A VOLTA DO CRAQUE LUIZ ARRUDA
Naquele dia, 28.04.1991, eu estava no campo da Associação Atlética Alumínio, acompanhando a equipe do Veteraníssimo do CASM, dirigido pelo Tide e pelo Milton Sêco, que disputaria uma partida amistosa contra a equipe aluminense.
No dia seguinte, escrevi uma crônica, tentando reproduzir algo que tinha acontecido, envolvendo a participação do atleta LUIZ ARRUDA que já estava há quase 10 anos afastado de um campo de futebol e os pedidos dos amigos, insistentes, pareciam não sensibilizá-lo, dando a impressão que nunca mais voltaria a encantar a torcida com seu futebol bonito, mistura de raça e da arte que o levou, um dia, a ser um profissional.
A magia aconteceu naquele dia que menciono acima, quando o artista voltou ao seu palco, um campo de futebol.
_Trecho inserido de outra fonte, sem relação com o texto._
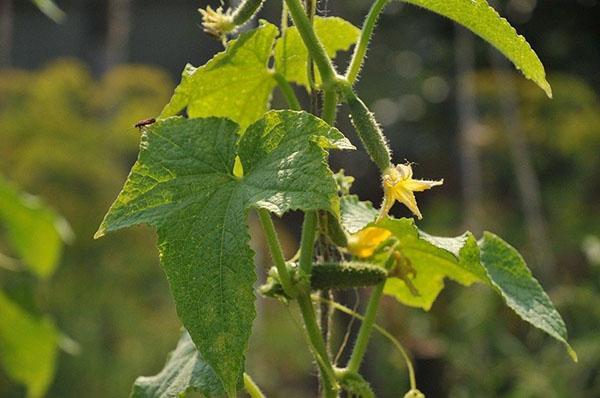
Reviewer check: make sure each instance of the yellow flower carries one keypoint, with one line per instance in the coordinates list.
(398, 185)
(363, 243)
(216, 22)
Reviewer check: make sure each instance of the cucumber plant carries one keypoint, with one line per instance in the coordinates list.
(198, 176)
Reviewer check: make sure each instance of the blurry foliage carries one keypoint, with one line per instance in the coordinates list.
(564, 140)
(69, 139)
(33, 234)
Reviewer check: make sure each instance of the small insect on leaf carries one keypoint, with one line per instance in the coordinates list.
(145, 122)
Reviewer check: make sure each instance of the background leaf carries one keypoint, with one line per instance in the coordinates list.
(485, 22)
(185, 371)
(183, 184)
(521, 291)
(35, 232)
(433, 259)
(235, 83)
(28, 347)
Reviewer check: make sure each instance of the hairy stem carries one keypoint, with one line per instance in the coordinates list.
(252, 388)
(364, 333)
(317, 345)
(276, 252)
(309, 229)
(382, 331)
(329, 111)
(245, 11)
(358, 57)
(312, 43)
(287, 91)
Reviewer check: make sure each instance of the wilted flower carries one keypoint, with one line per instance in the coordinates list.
(216, 22)
(363, 243)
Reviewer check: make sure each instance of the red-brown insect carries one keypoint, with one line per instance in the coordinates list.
(144, 123)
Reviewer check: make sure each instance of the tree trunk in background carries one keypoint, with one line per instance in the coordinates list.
(527, 181)
(117, 34)
(6, 32)
(470, 163)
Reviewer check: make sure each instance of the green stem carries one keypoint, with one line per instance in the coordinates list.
(364, 333)
(382, 331)
(276, 252)
(252, 388)
(317, 344)
(311, 41)
(309, 229)
(358, 57)
(287, 91)
(245, 11)
(329, 111)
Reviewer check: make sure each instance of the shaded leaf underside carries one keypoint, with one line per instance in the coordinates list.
(185, 371)
(484, 21)
(28, 347)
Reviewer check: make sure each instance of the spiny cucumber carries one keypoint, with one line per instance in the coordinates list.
(345, 275)
(368, 131)
(342, 275)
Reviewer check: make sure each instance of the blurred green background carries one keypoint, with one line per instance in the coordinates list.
(513, 161)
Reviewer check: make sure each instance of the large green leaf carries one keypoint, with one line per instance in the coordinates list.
(183, 183)
(28, 347)
(484, 21)
(35, 232)
(235, 83)
(508, 272)
(433, 259)
(291, 55)
(185, 371)
(490, 261)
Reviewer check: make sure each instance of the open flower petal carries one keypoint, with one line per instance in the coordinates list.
(398, 186)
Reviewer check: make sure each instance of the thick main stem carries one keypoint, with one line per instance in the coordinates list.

O clima, já no vestiário, faltando poucos minutos para subirem ao gramado, se transformou, quando o craque Luiz Arruda surgiu inesperadamente, com um par de chuteiras nas mãos, perguntando se tinha lugar para brincar um pouco. Os olhos dos técnicos, Tide e Milton Sêco, parecerem brilhar ainda mais e ambos pareciam se transformar em crianças felizes, com os velhos amigos, eternos companheiros de façanhas memoráveis, elegendo uma posição para ele na equipe imediatamente.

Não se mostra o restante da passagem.